On appeal, the principal issue of interest was the appropriate role of the doctrine of contra proferentem under these circumstances. The Court of Appeal held that the doctrine of contra proferentem has “a usual application,” and that in a typical coverage contest between an insurer and its insured, ambiguous policy terms are construed in favor of the insured. The court stated that the doctrine “recognizes the disparity of bargaining power that typically exists between an insurer and an insured, particular since insurance contracts are often contracts of adhesion.” 839 N.W.2d at 754. The court found that the appeal presented an issue of first impression, namely whether the doctrine of contra proferentem applied with the same force to a dispute which does not involve the insurer and the insured, but rather the insurer and another entity, especially when that other entity is another insurer which is a stranger to the policy.

After discussing the historical origin of the doctrine, the court concluded that “applying the doctrine here would remove it from its primary rationale.” Id.
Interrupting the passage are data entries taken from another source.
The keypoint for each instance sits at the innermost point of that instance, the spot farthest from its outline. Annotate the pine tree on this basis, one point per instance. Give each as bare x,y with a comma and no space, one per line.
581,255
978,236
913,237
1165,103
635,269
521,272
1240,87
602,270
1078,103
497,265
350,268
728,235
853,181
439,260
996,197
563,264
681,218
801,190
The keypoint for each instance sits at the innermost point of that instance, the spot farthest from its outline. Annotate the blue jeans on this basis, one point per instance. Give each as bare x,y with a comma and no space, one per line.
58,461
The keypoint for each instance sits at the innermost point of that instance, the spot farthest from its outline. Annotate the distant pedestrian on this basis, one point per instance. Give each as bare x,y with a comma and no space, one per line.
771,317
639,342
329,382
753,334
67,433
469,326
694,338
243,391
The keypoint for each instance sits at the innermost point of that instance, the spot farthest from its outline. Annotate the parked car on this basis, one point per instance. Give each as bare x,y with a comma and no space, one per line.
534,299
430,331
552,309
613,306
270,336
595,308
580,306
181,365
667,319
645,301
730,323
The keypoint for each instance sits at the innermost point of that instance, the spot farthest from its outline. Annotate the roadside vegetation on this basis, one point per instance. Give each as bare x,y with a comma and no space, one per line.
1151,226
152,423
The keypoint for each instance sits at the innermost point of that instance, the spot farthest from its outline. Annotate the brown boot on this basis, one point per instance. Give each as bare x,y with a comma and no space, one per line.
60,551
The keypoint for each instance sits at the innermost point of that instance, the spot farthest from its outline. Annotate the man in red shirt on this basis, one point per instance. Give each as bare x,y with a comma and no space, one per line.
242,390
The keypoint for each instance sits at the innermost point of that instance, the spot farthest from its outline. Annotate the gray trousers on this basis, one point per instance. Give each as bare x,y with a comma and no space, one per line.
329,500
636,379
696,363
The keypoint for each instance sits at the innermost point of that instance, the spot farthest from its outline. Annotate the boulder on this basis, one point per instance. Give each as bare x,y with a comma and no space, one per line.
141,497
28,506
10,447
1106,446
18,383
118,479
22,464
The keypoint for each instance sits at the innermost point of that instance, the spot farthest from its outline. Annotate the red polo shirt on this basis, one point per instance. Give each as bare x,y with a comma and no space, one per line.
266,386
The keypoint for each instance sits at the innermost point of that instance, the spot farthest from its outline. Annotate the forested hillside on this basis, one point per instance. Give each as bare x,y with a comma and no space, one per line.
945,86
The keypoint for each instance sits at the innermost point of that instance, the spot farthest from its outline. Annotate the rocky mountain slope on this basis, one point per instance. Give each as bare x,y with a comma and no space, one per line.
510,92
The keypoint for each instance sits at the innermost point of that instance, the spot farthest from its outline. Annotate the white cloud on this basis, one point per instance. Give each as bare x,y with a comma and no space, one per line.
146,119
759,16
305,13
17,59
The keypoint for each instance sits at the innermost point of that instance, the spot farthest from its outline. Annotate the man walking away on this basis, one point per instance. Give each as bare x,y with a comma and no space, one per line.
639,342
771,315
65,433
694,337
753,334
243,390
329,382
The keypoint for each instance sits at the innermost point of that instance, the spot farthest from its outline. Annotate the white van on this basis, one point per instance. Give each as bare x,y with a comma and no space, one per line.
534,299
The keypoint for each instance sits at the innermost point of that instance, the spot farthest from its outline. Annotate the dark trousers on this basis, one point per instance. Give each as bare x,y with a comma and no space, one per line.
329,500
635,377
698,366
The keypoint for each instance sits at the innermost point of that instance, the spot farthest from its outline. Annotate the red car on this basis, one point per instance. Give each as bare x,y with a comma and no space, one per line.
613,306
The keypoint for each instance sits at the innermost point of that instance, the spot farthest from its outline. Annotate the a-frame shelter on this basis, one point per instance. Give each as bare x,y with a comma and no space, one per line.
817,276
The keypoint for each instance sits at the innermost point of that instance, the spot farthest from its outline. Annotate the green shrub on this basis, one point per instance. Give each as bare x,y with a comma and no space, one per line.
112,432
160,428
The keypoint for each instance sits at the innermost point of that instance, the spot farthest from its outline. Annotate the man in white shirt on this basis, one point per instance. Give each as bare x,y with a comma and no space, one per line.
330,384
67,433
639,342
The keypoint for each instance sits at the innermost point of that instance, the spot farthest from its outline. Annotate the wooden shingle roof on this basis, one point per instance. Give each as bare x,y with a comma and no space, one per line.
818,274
At 755. Noting that a number of other jurisdictions have held that the doctrine does not apply to disputes between two insurance companies arguing over ambiguous language in one company’s policy, the court held that the doctrine of contra proferentem does not apply in a coverage suit between insurers. Applying the principles of policy interpretation “from a neutral perspective,” the court agreed with the trial court’s interpretation of the Western National policy, finding that the Economy Premier policy provided primary coverage for the accident. The court therefore affirmed the grant of summary judgment to Western National.